Output growth in India is expected to hit 7.5 per cent in fiscal 2023-24 (FY24)—slightly lower than 7.6 per cent estimated by the country’s National Statistical Office—before returning to 6.6 per cent over the medium term, with robust industrial activity expected, according to ‘Jobs for Resilience’, the latest South Asia Development Update released by the World Bank.
India’s near-term growth pickup depends on the public sector, whereas private investment, in particular, continues to be weak. “Efforts to rein in elevated debt, borrowing costs, and fiscal deficits may eventually weigh on growth and limit the government's ability to respond to increasingly frequent climate shocks,” The World Bank cautioned.
"South Asia's growth prospects remain bright in the short run, but fragile fiscal positions and increasing climate shocks are dark clouds on the horizon," said Martin Raiser, World Bank vice president for South Asia.

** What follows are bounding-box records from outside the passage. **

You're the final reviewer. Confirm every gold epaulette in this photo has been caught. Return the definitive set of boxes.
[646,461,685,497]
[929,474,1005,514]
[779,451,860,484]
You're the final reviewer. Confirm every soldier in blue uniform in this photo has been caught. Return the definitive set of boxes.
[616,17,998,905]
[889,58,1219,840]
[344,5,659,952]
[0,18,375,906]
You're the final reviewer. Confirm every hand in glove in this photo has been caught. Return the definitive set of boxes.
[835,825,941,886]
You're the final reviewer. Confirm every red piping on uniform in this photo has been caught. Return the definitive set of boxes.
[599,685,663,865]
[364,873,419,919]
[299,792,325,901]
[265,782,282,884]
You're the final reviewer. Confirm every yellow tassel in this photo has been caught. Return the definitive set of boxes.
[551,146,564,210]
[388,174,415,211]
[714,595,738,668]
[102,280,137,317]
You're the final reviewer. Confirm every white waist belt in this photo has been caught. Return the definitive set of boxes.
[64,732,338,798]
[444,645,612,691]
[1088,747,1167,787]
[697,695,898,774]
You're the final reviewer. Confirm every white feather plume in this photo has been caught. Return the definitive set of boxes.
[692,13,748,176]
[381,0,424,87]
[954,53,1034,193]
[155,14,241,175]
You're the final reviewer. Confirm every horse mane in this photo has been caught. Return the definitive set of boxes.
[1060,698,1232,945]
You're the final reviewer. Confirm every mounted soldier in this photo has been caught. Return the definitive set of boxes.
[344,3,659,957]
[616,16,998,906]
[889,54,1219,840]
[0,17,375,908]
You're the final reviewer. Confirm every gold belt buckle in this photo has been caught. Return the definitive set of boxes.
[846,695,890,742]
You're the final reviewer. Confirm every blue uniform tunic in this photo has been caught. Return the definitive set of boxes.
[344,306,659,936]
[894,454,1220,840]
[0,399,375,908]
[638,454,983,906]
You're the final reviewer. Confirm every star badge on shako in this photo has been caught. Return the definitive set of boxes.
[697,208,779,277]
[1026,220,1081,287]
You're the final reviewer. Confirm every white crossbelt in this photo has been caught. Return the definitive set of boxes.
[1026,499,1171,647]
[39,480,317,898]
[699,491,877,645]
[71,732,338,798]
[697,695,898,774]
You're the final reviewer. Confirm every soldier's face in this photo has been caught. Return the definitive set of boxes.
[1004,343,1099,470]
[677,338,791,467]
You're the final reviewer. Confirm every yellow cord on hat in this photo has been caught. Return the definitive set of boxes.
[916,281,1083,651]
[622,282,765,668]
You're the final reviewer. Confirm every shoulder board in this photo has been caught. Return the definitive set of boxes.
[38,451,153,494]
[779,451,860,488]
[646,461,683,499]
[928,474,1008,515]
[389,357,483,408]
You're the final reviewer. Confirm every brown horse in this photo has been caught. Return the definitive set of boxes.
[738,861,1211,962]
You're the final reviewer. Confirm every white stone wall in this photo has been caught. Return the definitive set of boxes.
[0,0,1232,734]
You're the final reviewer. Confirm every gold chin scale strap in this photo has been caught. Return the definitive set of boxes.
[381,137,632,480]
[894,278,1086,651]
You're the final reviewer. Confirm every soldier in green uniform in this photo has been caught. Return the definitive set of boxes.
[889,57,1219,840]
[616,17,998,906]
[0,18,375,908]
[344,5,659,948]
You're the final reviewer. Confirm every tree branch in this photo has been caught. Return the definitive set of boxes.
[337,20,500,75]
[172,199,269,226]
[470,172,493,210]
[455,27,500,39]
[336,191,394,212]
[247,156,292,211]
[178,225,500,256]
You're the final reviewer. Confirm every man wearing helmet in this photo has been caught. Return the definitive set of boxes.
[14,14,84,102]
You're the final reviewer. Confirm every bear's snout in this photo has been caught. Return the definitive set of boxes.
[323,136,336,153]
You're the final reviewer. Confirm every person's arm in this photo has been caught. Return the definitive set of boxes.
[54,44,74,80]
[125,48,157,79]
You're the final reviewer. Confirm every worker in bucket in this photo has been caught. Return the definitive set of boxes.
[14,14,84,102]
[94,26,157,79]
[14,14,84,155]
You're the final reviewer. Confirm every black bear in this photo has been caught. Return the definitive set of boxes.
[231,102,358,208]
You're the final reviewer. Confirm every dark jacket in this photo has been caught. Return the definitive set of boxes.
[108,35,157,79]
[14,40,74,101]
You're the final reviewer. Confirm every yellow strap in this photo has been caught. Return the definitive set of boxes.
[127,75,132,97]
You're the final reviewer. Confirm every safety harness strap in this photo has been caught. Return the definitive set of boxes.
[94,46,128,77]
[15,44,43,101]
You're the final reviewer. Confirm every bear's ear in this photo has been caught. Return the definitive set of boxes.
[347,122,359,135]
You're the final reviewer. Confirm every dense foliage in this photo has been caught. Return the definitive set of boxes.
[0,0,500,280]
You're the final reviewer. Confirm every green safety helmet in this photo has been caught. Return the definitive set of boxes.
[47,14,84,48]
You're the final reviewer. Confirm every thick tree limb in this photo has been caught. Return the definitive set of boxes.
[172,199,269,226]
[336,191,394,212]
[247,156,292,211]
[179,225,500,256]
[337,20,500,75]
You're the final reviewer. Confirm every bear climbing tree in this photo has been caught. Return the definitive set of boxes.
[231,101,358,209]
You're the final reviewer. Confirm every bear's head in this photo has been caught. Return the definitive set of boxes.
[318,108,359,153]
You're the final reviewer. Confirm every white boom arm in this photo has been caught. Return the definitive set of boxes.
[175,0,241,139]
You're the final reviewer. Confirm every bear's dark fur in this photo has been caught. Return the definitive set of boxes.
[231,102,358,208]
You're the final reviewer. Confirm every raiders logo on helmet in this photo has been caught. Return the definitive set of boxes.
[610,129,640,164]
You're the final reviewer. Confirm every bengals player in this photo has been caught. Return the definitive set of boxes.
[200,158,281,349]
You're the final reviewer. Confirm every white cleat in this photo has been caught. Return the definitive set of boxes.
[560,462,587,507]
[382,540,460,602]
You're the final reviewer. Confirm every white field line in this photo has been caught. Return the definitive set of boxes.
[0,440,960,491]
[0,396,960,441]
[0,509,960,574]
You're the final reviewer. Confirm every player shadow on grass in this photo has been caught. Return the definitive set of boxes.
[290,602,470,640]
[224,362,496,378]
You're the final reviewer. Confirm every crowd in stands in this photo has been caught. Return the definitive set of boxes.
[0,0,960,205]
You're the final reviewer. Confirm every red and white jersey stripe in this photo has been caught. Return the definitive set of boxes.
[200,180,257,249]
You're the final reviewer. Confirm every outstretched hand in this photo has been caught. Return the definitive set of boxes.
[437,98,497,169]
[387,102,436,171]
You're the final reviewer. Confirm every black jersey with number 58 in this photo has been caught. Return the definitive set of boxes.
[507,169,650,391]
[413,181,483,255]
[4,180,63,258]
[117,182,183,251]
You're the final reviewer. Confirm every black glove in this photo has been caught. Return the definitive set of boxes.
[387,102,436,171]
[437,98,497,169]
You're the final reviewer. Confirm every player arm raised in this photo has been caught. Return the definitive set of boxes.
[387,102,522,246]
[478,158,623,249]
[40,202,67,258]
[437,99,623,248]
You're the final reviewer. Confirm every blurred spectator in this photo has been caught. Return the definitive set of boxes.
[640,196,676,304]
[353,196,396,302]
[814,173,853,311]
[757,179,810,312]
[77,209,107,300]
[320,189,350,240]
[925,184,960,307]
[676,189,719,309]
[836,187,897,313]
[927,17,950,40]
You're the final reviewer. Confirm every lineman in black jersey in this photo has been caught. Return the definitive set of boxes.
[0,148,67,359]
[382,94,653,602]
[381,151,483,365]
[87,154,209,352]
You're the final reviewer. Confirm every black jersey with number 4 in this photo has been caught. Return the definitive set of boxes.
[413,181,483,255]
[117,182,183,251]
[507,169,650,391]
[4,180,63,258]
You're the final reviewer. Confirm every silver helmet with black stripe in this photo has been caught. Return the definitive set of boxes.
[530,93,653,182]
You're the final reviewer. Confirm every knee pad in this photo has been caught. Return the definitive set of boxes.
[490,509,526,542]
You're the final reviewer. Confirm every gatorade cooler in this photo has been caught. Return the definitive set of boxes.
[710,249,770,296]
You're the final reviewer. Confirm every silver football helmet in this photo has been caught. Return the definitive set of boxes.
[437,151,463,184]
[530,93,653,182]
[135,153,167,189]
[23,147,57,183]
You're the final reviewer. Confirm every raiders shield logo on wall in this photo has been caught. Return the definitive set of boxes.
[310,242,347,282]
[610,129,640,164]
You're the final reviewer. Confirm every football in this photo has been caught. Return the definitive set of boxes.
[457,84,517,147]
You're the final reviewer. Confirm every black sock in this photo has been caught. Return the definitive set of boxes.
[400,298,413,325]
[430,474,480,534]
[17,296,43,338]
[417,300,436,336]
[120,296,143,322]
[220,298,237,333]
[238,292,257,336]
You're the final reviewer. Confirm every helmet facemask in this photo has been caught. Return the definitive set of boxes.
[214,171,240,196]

"To make growth more resilient, countries need to adopt policies to boost private investment and strengthen employment growth," he added.
A mild recovery in Pakistan is projected, while in Sri Lanka output growth is expected to increase to 2.5 per cent in 2025.
In Bangladesh, output is expected to rise by 5.7 per cent in FY25, with high inflation and restrictions on trade and foreign exchange constraining economic activity.